When you note that you limit yourself to shorter races, you underline my point. You have wisely decided that the marathon is a challenge that requires intense preparation and may at this point be too much for you.What irritates me the most about this most is the patronizing and wrong assumption that I have "wisely decided" a marathon is too much for me at this point, presumably related to my fatness.
Many years ago, I trained my butt off to run a marathon: 12 weeks at 60 miles per week average, with some 7-day stretches over 100 miles. That is how I viewed the challenge of the event - something to be respected and taken very seriously.
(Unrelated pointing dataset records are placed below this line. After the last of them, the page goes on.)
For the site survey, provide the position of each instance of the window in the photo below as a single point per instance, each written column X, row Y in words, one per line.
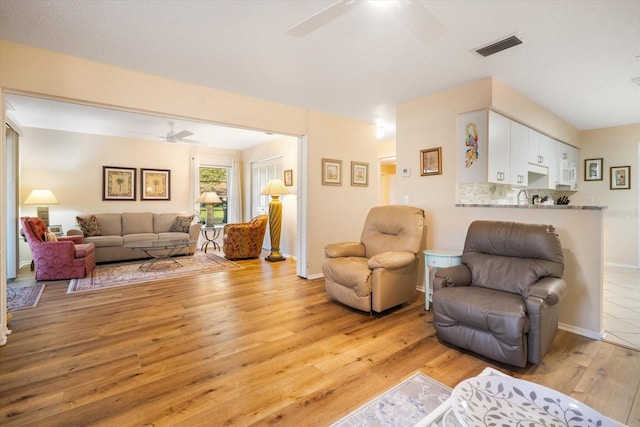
column 214, row 178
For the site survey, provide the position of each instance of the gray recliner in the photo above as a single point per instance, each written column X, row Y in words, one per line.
column 502, row 301
column 380, row 271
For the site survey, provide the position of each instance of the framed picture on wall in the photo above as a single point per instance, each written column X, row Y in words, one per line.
column 359, row 174
column 118, row 183
column 620, row 177
column 155, row 184
column 593, row 169
column 331, row 172
column 431, row 161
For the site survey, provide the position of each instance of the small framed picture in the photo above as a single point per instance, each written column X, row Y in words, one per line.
column 118, row 183
column 593, row 169
column 359, row 174
column 288, row 177
column 331, row 172
column 620, row 177
column 431, row 161
column 155, row 184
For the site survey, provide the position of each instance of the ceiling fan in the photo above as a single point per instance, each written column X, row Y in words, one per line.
column 173, row 136
column 415, row 16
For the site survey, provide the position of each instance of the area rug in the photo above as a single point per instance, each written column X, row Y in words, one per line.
column 403, row 405
column 129, row 273
column 23, row 297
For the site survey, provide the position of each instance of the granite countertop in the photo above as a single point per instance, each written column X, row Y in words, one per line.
column 488, row 205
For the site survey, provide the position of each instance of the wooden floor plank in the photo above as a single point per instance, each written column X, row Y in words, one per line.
column 257, row 345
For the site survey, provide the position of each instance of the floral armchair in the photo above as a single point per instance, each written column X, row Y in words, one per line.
column 244, row 240
column 60, row 258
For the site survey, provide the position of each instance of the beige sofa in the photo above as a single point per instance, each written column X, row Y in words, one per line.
column 109, row 232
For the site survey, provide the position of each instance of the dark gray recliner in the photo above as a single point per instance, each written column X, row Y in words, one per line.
column 502, row 301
The result? A 3:33 marathon for someone who had been 40 pounds overweight - 12 years earlier. I got myself in shape well before I tackled 26.2 miles. The training was a diet by itself.
For a variety of reasons, I never was able to put in that training time again. That is why my marathon career ended at 1.
Thanks for writing / PH
As if:
a) He knew why i wasn't running a marathon. He doesn't - my reasons include being busy with school/work, diabetes struggles right now (which aren't caused by my fatness, thankyouverymuch), and not really wanting to. My knee pain is about #4 or 5 on that list, and if I lost weight I may or may not still have it.
b) I must be on this path (or at least be trying to be on it) of fat to skinny - I'm not.
c) The destination of the fat to skinny path is a marathon, you can't just do one while you're fat.
Also note his use of "in shape" to not only mean in shape, but also skinny as if they mean the same thing (my whole beef with his original column).